The runtime is sized for modest x86 hardware: lightweight Python web
framework, no heavy front-end build pipeline, no JVM dependencies.

## `bty-media/` (appliance-image builder)

Sibling directory at the repo root. Not a Python package. Builds four
appliance variants from a shared rootfs overlay:

**USB live image (`usb-x86`).** Bootable USB stick carrying the `bty`
runtime and an exFAT `BTY_IMAGES` partition for cooked images. Operator
plugs it in, boots a target, runs `bty flash` against the local disk.
Self-contained and offline. Direct-flash delivery vehicle.

**Server image, x86_64 (`server-x86`).** Installable disk image that,
when written to a host's disk and booted, runs the bty provisioning
server (`bty-web`, the iPXE/TFTP/HTTP services that PXE clients chain
through, the network-flash live environment those clients boot into,
and a storage layout for the image library). One artifact, ready to
serve a fleet.

**Server image, Raspberry Pi 4 / 5 (`server-rpi`).** Same appliance
role, delivered as an SD-card image for arm64. Built by mounting the
upstream Raspberry Pi OS Lite image and customising it in a
`qemu-aarch64-static` chroot. Operator `dd`'s the resulting `.img.zst`
to an SD card and boots a Pi 4 or Pi 5; first-boot ends at the same
`bty / bty` credential as the x86 server image.

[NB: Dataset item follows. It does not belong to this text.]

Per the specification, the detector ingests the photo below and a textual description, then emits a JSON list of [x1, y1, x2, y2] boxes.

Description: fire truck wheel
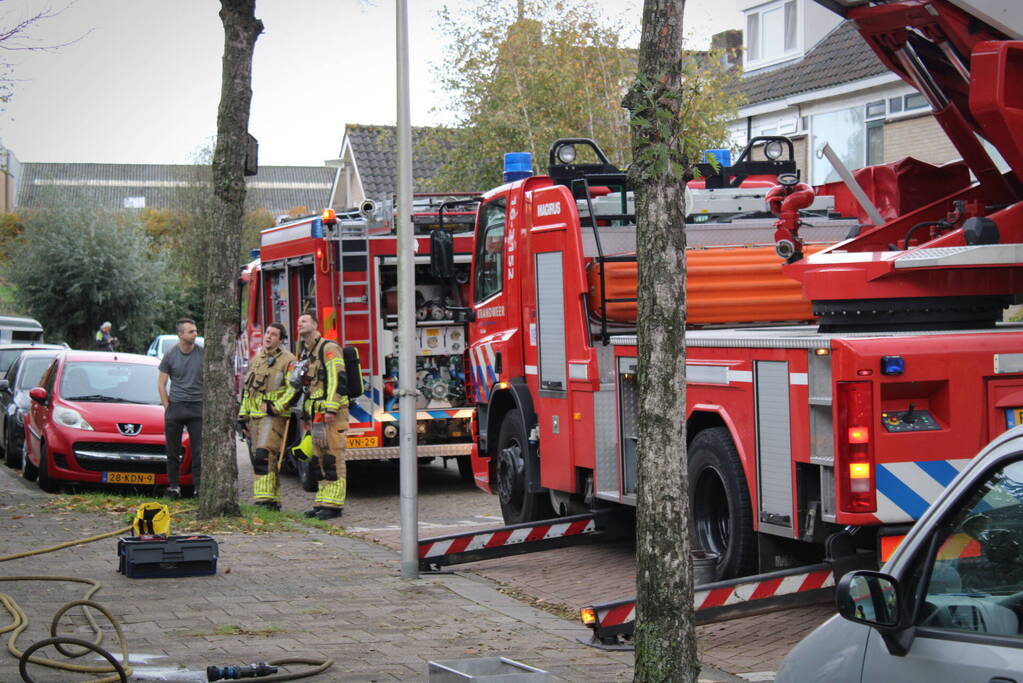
[[456, 456, 474, 483], [688, 427, 755, 580], [496, 409, 554, 525]]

**Network-flash live env (`live-x86`).** Kernel + initrd + squashfs
trio that PXE clients chain into. Built via Debian's `live-build`. The
chroot ships a `bty-flash-on-boot.service` oneshot that reads its
assignment from `/proc/cmdline`, downloads the assigned image, runs
`bty flash`, signals completion, and reboots.

The intended operator experience is appliance-grade:

1. `dd` (or `bty flash`) the image onto the server host's disk (or SD
   card, for the Pi variant).
2. Boot. Network comes up via DHCP; the appliance auto-starts
   `bty-web` on `:8080` with a default `bty / bty` credential and an
   `odus` admin user with passwordless sudo.
3. SSH in once to rotate the password (`sudo passwd bty`) and then
   open `/ui/login` in a browser.
4. The Settings page activates the dnsmasq proxy-DHCP block when
   you're ready to start serving PXE; everything else (machine
   assignments, image catalog, boot artifacts) is browser-driven from
   that point on.

*Hardware targets.* `server-x86` runs on any amd64 box that boots a
Debian cloud image: older Intel NUCs, discarded 1U servers, recent
GMKtec mini-PCs. The same artifact also boots as a VM disk.
`server-rpi` targets the 64-bit Raspberry Pis (4 and 5); both boot the
SD-card image natively.

## CIJOE provisioning modes

`cijoe` runs in one of two execution modes depending on the deployment
vehicle:

- **Offline (USB live).** The workflow runs from the live environment
  after the flash, against the freshly-written filesystem (mount, edit,
  unmount), before the target reboots. Customisation is constrained to
  what is possible by manipulating the filesystem from the outside.
- **Online (PXE / server).** After the target first-boots into its own
  OS, `bty-web` triggers a CIJOE workflow against the running machine
  and records the post-workflow state as that machine's known-good
  baseline. The server - not the image - becomes the source of truth
  for "what this box is supposed to look like."